Vision-Language-Action Safety: Threats, Challenges, Evaluations, and Mechanisms
Abstract Overview
This paper presents a survey of safety in Vision-Language-Action (VLA) models, which unify visual perception, language understanding, and action generation for embodied robotics. It argues that VLA safety differs from text-only LLM safety and classical robotics safety because actions have irreversible physical consequences, the attack surface spans multiple modalities (vision, language, and proprioceptive state), defenses must operate under real-time latency constraints, and errors can compound over long-horizon trajectories. The survey organizes prior work along two parallel timing axes—attack timing (training-time vs. inference-time) and defense timing (training-time vs. inference-time)—and reviews training-time attacks (data poisoning, backdoors), inference-time attacks (adversarial patches, jailbreaks, physical interventions), corresponding defenses, evaluation benchmarks and metrics, and deployment challenges across six real-world domains. It also provides background on representative VLA systems, formal problem formulations, architectural components, training paradigms, and inference mechanisms to ground the safety discussion.
Novelty
The paper presents what it describes as the first comprehensive survey focused specifically on VLA safety. Its distinctive contribution is a structured taxonomy organized along parallel attack-time and defense-time axes that systematically connects threats, mitigations, evaluation protocols, and deployment considerations within a single framework, bridging previously fragmented literatures across robotic learning, adversarial machine learning, AI alignment, and autonomous systems safety.
Results
As a survey, the paper's main outcome is a consolidated mapping of the VLA safety landscape rather than new experimental results. It synthesizes training-time threats (e.g., backdoor attacks such as BadVLA, DropVLA, SilentDrift) and inference-time attacks (e.g., semantic jailbreaks achieving up to 100% attack success rates per RoboPAIR), catalogs defenses spanning constrained safety alignment (SafeVLA), human-in-the-loop refinement (APO, Hi-ORS), and dual-loop runtime architectures, and identifies open problems including certified robustness for embodied trajectories, physically realizable defenses, and standardized evaluation.
Key Points
- The survey frames VLA safety as an embodied, multimodal problem involving visual, language, proprioceptive state, and action vulnerabilities—distinct from prompt-level LLM alignment—and documents specific attack methods (e.g., BadVLA, DropVLA, GoBA, SilentDrift) that exploit cross-modal alignment, physical triggers, temporal action chunking, and state-space poisoning.

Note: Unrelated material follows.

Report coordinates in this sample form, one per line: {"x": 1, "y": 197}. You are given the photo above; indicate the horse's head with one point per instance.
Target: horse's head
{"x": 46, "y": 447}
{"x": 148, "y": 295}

- It proposes a unified taxonomy linking training-time and inference-time attacks with corresponding training-time and inference-time defenses, and identifies coverage gaps such as the lack of certified robustness methods for embodied trajectories and the absence of unified runtime safety architectures.
- It reviews 16+ safety benchmarks and multiple metric categories (task-level, behavioral, robustness, composite), highlighting that current VLA models exhibit critical weaknesses including rejection rates as low as 10% for hazardous instructions and average success rates below 13% under systematic perturbation testing.